Enzymatic catalysis of mercury methylation by Desulfovibrio desulfuricans LS.

S C Choi, T Chase Jr and R Bartha

Department of Biochemistry and Microbiology, Cook College, Rutgers University, New Brunswick, New Jersey 08903-0231.

ABSTRACT

The recently defined role of methylcobalamin in Hg2+ methylation by Desulfovibrio desulfuricans LS enabled us to reexamine the question of whether the principal source of methylmercury is spontaneous transmethylation or an enzymatically catalyzed process. In cell extracts of D. desulfuricans LS, over 95% of the 57Co label was associated with macromolecules rather than with free cobalamin. Both gel filtration and electrophoresis of cell extracts identified a single corrinoid protein of 40 kDa in size.

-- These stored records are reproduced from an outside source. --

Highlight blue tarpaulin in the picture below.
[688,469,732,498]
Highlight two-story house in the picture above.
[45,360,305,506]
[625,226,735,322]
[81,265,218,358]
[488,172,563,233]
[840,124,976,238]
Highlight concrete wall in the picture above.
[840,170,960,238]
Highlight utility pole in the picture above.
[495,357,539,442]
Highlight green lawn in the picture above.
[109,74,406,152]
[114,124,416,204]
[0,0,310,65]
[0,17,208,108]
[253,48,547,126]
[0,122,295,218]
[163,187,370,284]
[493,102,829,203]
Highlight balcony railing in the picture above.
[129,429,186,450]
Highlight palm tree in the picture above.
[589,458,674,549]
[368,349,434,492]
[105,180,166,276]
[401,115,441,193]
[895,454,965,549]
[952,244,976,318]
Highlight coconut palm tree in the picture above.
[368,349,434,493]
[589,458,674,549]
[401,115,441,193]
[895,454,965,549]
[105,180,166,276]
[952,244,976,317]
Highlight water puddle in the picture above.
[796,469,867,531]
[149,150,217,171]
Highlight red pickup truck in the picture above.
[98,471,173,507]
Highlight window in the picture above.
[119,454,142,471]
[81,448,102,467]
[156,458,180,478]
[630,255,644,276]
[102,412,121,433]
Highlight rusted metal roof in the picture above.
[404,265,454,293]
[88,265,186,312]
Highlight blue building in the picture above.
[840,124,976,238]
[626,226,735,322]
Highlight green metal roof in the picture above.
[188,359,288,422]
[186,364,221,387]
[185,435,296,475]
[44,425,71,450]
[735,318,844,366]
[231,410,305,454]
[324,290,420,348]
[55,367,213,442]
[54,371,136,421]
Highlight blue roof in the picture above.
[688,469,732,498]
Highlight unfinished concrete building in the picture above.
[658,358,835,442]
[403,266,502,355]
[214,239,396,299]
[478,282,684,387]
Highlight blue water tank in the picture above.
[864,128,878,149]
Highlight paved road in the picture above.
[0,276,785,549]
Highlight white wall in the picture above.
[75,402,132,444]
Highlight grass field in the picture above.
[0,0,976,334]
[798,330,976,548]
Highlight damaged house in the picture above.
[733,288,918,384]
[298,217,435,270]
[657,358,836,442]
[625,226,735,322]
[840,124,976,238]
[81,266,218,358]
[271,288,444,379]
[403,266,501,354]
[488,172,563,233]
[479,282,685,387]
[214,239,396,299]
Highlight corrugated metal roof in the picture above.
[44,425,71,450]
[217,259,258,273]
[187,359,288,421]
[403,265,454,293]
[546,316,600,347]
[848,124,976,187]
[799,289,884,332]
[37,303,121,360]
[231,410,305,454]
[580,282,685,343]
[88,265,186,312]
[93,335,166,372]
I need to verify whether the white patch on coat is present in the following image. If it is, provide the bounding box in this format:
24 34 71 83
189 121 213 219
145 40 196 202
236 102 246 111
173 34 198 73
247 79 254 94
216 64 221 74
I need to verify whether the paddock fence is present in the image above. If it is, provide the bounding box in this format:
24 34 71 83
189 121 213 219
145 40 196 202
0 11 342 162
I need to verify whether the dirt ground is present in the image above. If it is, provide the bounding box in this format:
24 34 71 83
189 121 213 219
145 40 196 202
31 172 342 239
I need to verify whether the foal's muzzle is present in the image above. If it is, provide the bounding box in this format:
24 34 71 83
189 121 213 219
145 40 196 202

This finding, in combination with the previously reported light-reversible propyl iodide inhibition of the Hg2+ methylation process, led us to propose that this 40-kDa corrinoid protein is the in vivo methyl donor in D. desulfuricans LS. Under reducing conditions, cell extracts containing the corrinoid protein produced 14CH3Hg+ from Hg2+ and 5-14CH3-tetrahydrofolate with a maximum specific activity of 0.73 nmol min-1 mg of cell protein-1. The sequence of methyl transfer was from methyltetrahydrofolate to the corrinoid protein to Hg2+. The rate of methylation versus the Hg2+ concentration followed Michaelis-Menten kinetics, with an apparent Km of 0.87 mM HgCl2. The activity was oxygen sensitive, and Hg2+ methylation was optimal at 35 degrees C and pH 6.5. The observation of saturation kinetics and the 600-fold-higher rate of Hg2+ methylation (at pH 7.0) by cell extracts, compared with transmethylation by free methylcobalamin, proved that in vivo Hg2+ methylation is an enzymatically catalyzed process.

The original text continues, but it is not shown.